> On Dec 29, 2023, at 19:48, Brian Braun <java08275...@gmail.com> wrote:
> 
> First of all:
> Christopher Schultz: You answered an email from me 6 weeks ago. You helped
> me a lot with your suggestions. I have done a lot of research and have
> learnt a lot since then, so I have been able to rule out a lot of potential
> roots for my issue. Because of that I am able to post a new more specific
> email. Thanks a lot!!!
> 
> Now, this is my stack:
> 
> - Ubuntu 22.04.3 on x86/64 with 2GM of physical RAM that has been enough
> for years.


I presume the “2GM” above should be “2GB”.


> - Java 11.0.20.1+1-post-Ubuntu-0ubuntu122.04 / openjdk 11.0.20.1 2023-08-24
> - Tomcat 9.0.58 (JAVA_OPTS="-Djava.awt.headless=true -Xmx1000m -Xms1000m
> ......")
> - My app, which I developed myself, and has been running without any
> problems for years
> 
> Well, a couple of months ago my website/Tomcat/Java started eating more and
> more memory about after about 4-7 days. The previous days it uses just a
> few hundred MB and is very steady, but then after a few days the memory
> usage suddenly grows up to 1.5GB (and then stops growing at that point,
> which is interesting). Between these anomalies the RAM usage is fine and
> very steady (as it has been for years) and it uses just about 40-50% of the
> "Max memory" (according to what the Tomcat Manager server status shows).
> The 3 components of G1GC heap memory are steady and low, before and after
> the usage grows to 1.5GB, so it is definitely not that the heap starts
> requiring more and more memory. I have been using several tools to monitor
> that (New Relic, VisualVM and JDK Mission Control) so I'm sure that the
> memory usage by the heap is not the problem.
> The Non-heaps memory usage is not the problem either. Everything there is
> normal, the usage is humble and even more steady.

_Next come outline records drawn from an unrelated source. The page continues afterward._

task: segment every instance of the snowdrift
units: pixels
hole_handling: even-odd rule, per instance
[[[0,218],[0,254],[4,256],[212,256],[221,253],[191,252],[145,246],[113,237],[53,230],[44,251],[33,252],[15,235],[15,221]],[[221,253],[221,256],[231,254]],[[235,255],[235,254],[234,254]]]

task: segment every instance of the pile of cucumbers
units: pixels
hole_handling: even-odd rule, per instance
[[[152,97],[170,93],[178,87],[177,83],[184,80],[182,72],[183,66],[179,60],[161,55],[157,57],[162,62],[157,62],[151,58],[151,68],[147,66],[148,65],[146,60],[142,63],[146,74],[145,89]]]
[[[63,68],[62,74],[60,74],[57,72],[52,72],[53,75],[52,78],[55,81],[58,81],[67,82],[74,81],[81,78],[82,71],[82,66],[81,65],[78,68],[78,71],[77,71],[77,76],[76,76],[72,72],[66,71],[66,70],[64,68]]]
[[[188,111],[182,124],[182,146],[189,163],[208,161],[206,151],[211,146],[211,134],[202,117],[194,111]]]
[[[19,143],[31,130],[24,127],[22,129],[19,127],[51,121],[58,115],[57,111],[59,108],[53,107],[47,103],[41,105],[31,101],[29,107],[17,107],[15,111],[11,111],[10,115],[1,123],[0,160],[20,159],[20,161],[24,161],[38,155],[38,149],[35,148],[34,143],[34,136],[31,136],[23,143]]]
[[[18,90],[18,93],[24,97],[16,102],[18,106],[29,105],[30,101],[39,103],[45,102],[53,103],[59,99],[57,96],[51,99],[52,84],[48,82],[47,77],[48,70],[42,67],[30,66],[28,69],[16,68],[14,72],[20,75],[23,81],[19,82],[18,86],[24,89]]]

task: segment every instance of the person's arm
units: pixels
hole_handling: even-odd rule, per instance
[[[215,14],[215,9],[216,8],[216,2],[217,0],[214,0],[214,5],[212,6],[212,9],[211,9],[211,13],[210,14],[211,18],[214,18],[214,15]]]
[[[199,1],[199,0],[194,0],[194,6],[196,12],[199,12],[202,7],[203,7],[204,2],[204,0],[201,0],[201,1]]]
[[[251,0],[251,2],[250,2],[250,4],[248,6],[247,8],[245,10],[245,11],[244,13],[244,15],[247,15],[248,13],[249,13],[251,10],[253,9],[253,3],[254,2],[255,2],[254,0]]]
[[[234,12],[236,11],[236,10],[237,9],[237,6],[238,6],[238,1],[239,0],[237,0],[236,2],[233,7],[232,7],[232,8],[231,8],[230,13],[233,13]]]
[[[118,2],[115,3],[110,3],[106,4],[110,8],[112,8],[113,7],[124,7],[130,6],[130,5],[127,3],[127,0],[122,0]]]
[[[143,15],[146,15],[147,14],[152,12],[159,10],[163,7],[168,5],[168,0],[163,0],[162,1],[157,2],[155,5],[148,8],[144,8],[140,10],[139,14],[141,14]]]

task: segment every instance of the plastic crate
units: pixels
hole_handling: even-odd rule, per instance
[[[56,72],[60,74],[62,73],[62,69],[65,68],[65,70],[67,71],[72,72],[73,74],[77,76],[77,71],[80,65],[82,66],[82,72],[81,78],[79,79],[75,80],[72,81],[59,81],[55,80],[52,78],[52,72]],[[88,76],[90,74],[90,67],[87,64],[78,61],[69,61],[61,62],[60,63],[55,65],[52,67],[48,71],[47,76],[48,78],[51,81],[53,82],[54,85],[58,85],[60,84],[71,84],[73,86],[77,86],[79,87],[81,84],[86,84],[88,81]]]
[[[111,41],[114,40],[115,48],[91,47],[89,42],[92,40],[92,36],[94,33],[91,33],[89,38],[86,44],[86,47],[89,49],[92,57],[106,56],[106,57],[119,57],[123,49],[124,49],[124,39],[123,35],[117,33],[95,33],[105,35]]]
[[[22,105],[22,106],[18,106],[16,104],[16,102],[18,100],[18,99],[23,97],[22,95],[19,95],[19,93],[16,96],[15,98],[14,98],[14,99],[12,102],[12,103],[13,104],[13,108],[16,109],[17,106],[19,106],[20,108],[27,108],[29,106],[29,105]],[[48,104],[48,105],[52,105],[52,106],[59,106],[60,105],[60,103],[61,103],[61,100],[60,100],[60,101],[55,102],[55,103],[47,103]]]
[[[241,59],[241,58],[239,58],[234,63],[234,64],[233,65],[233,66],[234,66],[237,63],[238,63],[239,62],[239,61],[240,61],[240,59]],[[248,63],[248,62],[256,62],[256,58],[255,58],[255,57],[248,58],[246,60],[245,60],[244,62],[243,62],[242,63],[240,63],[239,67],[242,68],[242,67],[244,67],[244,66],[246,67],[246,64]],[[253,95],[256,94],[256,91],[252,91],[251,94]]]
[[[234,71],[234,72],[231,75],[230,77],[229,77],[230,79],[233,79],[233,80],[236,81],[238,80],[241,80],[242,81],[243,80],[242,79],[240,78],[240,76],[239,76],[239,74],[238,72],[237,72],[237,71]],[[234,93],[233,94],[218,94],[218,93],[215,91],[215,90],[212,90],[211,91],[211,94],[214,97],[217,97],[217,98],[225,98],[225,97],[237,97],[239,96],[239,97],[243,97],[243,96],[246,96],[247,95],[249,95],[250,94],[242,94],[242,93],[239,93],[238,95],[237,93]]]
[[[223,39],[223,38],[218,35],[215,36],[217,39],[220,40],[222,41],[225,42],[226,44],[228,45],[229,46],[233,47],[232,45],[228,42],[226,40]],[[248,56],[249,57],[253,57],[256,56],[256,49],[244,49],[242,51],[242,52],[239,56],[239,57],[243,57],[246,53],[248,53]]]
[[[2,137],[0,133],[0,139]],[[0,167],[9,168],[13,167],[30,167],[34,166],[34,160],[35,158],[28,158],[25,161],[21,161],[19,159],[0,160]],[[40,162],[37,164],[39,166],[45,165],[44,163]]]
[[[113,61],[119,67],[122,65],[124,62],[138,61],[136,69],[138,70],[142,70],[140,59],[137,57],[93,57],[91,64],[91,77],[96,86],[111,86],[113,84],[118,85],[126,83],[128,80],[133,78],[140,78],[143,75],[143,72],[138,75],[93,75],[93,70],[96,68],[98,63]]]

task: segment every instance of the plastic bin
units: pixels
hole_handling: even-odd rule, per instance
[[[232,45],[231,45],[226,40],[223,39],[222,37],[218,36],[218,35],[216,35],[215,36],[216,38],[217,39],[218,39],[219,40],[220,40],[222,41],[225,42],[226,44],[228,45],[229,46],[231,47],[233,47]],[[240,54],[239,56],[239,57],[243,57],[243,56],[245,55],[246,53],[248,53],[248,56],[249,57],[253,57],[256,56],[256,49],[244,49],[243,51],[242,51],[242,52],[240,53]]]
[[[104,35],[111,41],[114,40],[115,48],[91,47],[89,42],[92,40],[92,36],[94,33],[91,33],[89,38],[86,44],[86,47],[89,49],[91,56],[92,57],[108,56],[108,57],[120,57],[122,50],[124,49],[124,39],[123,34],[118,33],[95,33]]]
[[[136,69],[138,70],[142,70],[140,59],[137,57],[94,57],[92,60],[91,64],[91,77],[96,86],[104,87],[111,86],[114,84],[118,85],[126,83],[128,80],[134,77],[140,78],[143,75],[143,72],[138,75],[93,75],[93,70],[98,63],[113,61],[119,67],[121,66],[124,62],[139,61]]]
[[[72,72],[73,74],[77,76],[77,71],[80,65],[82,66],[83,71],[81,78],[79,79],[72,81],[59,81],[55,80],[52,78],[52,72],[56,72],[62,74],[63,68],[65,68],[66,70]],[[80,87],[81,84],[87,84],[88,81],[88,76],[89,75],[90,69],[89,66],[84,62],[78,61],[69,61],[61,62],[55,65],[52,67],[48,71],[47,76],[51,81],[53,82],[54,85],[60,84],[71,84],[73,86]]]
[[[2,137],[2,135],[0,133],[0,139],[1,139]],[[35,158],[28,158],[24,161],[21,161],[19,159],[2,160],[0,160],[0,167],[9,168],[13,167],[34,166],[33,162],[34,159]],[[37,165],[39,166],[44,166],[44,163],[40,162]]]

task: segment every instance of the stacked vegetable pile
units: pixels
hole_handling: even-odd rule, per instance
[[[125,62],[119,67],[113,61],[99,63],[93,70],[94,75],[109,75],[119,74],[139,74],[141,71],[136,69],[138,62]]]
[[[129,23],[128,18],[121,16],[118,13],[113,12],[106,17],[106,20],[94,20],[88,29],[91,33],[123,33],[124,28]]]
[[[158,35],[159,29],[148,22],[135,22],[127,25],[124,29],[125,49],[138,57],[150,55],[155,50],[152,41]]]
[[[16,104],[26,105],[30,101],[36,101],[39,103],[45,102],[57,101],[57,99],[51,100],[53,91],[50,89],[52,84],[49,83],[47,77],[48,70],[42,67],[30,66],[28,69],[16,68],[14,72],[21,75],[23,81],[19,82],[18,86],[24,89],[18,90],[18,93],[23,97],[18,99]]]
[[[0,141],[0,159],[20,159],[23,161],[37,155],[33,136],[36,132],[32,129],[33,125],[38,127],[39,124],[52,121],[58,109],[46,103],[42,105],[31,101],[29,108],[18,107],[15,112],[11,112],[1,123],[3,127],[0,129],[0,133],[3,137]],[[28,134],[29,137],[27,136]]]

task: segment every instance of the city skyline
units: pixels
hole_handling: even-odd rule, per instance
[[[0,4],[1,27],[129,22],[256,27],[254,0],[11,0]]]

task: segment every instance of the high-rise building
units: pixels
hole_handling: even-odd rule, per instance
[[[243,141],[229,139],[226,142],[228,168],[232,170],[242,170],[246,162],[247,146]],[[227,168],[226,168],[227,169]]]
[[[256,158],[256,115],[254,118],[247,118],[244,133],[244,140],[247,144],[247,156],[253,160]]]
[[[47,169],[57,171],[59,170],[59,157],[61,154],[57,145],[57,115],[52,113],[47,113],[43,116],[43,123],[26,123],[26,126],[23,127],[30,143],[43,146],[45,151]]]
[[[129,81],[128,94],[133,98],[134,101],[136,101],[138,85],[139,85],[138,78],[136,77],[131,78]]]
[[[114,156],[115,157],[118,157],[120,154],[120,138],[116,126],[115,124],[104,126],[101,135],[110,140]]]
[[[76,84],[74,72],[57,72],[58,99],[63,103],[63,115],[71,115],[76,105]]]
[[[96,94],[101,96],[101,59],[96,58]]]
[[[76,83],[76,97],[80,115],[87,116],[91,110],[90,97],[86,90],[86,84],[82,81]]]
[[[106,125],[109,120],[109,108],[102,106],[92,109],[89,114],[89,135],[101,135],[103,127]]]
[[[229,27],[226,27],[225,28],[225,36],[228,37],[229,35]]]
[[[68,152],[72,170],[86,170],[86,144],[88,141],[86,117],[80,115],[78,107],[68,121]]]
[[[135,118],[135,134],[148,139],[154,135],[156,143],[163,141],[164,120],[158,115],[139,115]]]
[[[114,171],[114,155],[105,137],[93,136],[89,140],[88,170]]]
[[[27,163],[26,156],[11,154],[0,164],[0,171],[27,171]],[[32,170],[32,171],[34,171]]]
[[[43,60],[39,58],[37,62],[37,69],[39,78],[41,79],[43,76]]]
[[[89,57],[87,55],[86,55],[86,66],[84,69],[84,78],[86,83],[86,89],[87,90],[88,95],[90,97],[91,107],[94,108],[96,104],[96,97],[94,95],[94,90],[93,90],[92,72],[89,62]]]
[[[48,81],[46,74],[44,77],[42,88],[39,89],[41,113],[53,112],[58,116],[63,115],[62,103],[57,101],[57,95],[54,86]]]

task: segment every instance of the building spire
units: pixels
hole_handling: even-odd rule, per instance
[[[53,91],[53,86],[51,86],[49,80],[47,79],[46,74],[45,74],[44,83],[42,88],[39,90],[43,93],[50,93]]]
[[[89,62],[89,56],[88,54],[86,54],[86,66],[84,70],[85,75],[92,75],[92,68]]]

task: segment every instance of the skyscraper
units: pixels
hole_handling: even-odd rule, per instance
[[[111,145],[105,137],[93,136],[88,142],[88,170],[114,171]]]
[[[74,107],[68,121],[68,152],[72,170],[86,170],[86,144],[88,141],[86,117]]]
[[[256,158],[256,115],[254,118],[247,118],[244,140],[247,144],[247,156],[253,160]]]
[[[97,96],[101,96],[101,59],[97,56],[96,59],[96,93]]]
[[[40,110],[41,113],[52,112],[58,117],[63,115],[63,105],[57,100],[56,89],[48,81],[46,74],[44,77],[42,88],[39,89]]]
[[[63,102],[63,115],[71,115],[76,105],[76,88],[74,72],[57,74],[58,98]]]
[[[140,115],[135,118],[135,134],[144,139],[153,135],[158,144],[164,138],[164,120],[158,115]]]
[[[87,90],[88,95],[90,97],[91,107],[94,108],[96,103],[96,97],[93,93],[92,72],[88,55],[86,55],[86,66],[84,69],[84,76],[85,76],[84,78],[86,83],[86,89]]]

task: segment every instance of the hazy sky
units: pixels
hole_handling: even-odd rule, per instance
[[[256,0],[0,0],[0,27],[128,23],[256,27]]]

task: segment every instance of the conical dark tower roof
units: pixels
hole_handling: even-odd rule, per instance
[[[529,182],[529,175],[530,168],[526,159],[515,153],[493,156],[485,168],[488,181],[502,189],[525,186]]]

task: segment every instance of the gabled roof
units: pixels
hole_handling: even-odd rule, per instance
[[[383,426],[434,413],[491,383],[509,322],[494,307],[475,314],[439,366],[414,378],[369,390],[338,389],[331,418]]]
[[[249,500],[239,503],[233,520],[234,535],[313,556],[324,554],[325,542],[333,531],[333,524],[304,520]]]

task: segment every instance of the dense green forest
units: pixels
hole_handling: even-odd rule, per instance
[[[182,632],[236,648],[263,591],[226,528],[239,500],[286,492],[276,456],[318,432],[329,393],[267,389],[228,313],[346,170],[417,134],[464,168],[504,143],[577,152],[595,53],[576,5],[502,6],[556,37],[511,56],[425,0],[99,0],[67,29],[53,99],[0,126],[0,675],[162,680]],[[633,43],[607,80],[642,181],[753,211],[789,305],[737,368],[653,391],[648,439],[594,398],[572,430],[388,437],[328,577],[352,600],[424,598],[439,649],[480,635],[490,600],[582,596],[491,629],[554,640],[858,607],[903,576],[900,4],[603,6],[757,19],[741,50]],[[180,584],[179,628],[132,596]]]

What does the /proc/<tomcat_pid>/maps file show, both before and after the 
problem occurs? This should give you some idea of what .so library is grabbing 
the extra memory. (I only have Tomcat installed on macOS at the moment, so I 
can’t show you an example; I should be able to bring up Tomcat on a Linux box 
tomorrow.) The output may be long, depending on how fragmented the virtual 
memory allocations are.


> And there are no leaks, I'm sure of that. I have inspected the JVM using
> several tools.
> 
> There are no peaks in the number of threads either. The peak is the same
> when the memory usage is low and when it requires 1.5GB. It stays the same
> all the time.
> 
> I have also reviewed all the scheduled tasks in my app and lowered the
> amount of objects they create, which was nice and entertaining. But that is
> not the problem, I have analyzed the object creation by all the threads
> (and there are many) and the threads created by my scheduled tasks are very
> humble in their memory usage, compared to many other threads.
> 
> And I haven't made any relevant changes to my app in the 6-12 months before
> this problem started occurring. It is weird that I started having this
> problem. Could it be that I received an update in the java version or the
> Tomcat version that is causing this problem?
> 
> If neither the heap memory or the Non-heaps memory is the source of the
> growth of the memory usage, what could it be? Clearly something is
> happening inside the JVM that raises the memory usage. And everytime it
> grows, it doesn't decrease.  It is like if something suddenly starts
> "pushing" the memory usage more and more, until it stops at 1.5GB.
> 
> I think that maybe the source of the problem is the garbage collector. I
> haven't used any of the switches that we can use to optimize that,
> basically because I don't know what I should do there (if I should at all).
> I have also activated the GC log, but I don't know how to analyze it.


I doubt that GC is the problem; if it were, it should show up in the GC data, 
which you say is essentially the same before and after the problem manifests 
itself..


> I have also increased and decreased the value of "-Xms" parameter and it is
> useless.


Unrelated to your problem, but for server processes, -Xms should be set to the 
same value as -Xmx; no sense in thrashing between the two.


> Finally, maybe I should add that I activated 4GB of SWAP memory in my
> Ubuntu instance so at least my JVM would not be killed my the OS anymore
> (since the real memory is just 1.8GB). That worked and now the memory usage
> can grow up to 1.5GB without crashing, by using the much slower SWAP
> memory, but I still think that this is an abnormal situation.


At least you have a workaround, as undesirable as it may be.